Tool Registration & Mapping
tool_registry.py maintains “tool type → tool class” mappings
Supports both full import discovery and lazy loading mappings (smart config-to-module matching)
Instantiation & Default Configuration
Based on type, finds corresponding class (e.g., FDADrugLabelTool)
Merges BaseTool default configurations with entry-specific config
Execution & Validation
ToolUniverse.tools.tool_name(**params):
Locate instance by name → Parameter validation (required fields) → Call concrete implementation
Unified error handling and return structure
Composition/Discovery & Graphs
Use compose_tool.py or compose_scripts/ for orchestration
Leverage tool_finder_* (keyword/embedding/LLM) for tool retrieval
Visualize tool relationships and call chains via scripts or tool_graph_web_ui.py
MCP Integration¶
Server Side: - smcp.py provides SMCP object for one-click exposure of all ToolUniverse tools - smcp_server.py and root smcp_tooluniverse_server.py provide convenient startup - pyproject.toml exposes commands: tooluniverse-smcp, tooluniverse-smcp-stdio, tooluniverse-smcp-server, etc.

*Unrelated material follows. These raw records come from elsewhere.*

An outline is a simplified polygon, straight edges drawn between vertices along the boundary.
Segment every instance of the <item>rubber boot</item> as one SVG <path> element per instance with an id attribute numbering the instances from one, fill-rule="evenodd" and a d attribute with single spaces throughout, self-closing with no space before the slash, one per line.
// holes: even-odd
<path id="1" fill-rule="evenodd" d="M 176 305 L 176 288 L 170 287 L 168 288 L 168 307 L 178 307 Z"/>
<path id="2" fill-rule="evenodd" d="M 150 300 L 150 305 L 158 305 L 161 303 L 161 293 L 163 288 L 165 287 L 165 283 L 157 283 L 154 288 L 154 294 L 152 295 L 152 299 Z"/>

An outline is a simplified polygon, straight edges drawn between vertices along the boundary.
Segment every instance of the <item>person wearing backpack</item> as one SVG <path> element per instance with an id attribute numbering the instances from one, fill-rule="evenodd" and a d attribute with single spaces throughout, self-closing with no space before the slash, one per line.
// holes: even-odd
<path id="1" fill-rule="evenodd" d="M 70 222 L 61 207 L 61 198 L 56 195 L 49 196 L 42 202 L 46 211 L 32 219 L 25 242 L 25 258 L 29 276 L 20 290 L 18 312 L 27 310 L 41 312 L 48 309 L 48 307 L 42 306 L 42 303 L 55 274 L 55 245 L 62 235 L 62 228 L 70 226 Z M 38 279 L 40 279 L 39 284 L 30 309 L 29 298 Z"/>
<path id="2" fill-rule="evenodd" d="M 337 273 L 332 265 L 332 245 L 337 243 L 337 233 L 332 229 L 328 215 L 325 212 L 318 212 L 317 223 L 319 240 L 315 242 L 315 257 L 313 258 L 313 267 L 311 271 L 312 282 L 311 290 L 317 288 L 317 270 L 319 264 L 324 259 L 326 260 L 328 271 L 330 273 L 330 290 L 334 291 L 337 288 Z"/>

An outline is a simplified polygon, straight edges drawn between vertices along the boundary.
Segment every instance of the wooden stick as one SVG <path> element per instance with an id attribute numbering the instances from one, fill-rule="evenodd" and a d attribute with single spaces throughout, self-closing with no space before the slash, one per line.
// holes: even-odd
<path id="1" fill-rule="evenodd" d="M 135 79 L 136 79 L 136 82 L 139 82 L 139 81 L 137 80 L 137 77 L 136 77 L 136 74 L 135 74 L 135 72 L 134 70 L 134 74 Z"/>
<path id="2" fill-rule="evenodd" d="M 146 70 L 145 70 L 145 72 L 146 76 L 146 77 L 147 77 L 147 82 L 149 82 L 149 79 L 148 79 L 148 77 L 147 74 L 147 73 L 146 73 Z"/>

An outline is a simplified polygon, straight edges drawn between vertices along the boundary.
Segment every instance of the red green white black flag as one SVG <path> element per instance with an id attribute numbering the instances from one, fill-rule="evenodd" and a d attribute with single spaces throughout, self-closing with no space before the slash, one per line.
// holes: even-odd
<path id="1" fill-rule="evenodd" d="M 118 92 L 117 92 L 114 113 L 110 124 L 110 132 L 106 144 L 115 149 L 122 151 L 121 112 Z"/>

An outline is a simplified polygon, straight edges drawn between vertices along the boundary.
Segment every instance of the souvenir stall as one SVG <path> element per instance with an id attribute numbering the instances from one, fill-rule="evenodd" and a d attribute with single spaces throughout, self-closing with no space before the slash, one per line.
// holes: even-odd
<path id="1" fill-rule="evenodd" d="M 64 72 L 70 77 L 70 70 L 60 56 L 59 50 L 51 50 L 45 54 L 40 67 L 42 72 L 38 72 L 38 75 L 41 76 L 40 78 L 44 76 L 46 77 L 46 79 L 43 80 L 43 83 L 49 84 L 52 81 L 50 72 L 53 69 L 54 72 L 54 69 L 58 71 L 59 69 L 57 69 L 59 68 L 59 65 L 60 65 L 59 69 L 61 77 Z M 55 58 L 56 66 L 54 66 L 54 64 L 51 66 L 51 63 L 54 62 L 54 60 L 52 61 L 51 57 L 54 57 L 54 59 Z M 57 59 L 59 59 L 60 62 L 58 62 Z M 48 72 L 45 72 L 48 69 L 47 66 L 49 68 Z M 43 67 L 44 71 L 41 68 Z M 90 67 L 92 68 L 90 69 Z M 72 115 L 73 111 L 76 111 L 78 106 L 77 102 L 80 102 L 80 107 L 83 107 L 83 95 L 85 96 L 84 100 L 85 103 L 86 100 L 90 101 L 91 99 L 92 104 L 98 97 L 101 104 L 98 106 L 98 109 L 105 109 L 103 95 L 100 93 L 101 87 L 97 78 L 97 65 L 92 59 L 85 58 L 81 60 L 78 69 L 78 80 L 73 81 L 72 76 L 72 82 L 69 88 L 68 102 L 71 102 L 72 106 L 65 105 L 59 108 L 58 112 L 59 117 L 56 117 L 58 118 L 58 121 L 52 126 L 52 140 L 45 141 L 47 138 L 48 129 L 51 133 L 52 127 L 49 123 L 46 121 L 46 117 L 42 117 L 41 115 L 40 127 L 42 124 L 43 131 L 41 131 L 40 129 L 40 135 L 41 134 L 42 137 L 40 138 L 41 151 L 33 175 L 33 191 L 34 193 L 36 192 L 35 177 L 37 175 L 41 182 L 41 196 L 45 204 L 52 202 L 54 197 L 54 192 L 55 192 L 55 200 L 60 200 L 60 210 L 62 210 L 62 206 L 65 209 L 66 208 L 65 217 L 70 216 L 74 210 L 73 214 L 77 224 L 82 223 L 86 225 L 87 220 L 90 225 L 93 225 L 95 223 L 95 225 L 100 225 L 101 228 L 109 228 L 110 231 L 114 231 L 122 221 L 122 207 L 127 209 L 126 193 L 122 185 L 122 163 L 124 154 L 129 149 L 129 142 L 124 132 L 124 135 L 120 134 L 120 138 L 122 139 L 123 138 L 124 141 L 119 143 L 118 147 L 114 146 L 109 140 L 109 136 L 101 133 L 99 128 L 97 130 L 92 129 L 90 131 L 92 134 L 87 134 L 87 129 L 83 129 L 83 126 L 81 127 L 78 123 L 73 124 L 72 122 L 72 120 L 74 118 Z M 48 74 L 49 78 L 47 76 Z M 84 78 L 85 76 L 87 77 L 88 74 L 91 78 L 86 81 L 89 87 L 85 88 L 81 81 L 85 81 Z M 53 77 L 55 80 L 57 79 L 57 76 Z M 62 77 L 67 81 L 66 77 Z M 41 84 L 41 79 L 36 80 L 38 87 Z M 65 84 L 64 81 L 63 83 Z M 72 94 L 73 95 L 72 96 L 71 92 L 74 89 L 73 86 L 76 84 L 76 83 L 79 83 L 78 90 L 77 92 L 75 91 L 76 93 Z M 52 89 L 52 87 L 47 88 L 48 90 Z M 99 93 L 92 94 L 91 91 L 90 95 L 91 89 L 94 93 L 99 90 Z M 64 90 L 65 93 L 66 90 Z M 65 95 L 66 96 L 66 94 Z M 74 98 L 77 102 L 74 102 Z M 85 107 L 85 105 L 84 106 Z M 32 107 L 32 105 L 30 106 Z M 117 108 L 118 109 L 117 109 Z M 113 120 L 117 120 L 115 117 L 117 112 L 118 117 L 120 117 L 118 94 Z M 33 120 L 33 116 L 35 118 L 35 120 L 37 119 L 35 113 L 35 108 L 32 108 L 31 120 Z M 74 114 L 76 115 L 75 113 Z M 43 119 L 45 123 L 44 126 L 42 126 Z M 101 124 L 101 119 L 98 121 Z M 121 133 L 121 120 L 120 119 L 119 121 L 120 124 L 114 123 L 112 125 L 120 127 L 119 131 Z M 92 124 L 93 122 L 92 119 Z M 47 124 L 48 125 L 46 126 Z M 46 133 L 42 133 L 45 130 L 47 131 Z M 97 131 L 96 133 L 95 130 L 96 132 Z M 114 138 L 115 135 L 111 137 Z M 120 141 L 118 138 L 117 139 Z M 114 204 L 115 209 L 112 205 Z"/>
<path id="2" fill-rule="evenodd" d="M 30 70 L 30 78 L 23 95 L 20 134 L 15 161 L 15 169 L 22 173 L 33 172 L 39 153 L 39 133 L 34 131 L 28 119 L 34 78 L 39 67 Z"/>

Client/Remote Tools: - mcp_client_tool.py, mcp_integration.py support discovery and dynamic registration from remote MCP servers - MCPAutoLoaderTool can auto-discover and batch-register remote tools by URL with configurable prefixes and timeouts - list_mcp_connections() shows loaded remote connections and tool counts
Configuration & Data Conventions¶
Tool Configuration Structure (data/*.json files):
{
"name": "FDADrugLabelGetDrugGenericName",
"type": "FDADrugLabelGetDrugGenericNameTool",
"description": "Get generic name for an FDA drug label",
"parameter": {
"type": "object",
"properties": {
"drug_name": {"type": "string", "required": true}
}
},
"endpoint": "https://api.fda.gov/drug/label.json",
"method": "GET"
}
Naming & Mapping Conventions: - *_tools.json typically corresponds to *_tool.py modules - tool_registry.py performs smart matching - Can use @register_tool for explicit registration at class definition
Extension Points¶
Adding New Data Source Tools:
Create xxx_tool.py in src/tooluniverse/ inheriting from BaseTool
Use @register_tool(‘YourToolType’) for registration, or rely on naming conventions
Add one or more tool entries in data/xxx_tools.json
Integrating Remote MCP Tools:
Use MCPAutoLoaderTool with server URL for auto-discovery
Or use ToolUniverse.load_mcp_tools([…]) for runtime dynamic loading
Composition & Workflows:
Use compose_tool.py or add scripts in compose_scripts/ for complex call chains
Leverage tool_finder_* for retrieval and routing assistance
Directory Quick Reference¶
Core Package: src/tooluniverse/
Tool Implementations: Various *_tool.py files in same directory
Tool Configurations: src/tooluniverse/data/*.json
Tool Collections: src/tooluniverse/toolsets/
Composition Scripts: src/tooluniverse/compose_scripts/
MCP & Servers: src/tooluniverse/smcp.py, src/tooluniverse/smcp_server.py, root smcp_tooluniverse_server.py
External Integrations: src/tooluniverse/remote/
Visualization & Graphs: src/tooluniverse/scripts/, src/tooluniverse/tool_graph_web_ui.py
Temp/cache outputs: user cache directory (macOS: ~/Library/Caches/ToolUniverse, Linux: ~/.cache/tooluniverse, Windows: %LOCALAPPDATA%\ToolUniverse\Cache)
Summary¶
ToolUniverse provides a complete ecosystem from tool discovery and execution to remote integration (MCP) through clear registry mechanisms, standardized JSON configurations, and rich tool modules. You can quickly extend new data sources or capabilities by adding modules and configurations without modifying the engine. The composition and visualization tools enable building explainable, reusable scientific workflows.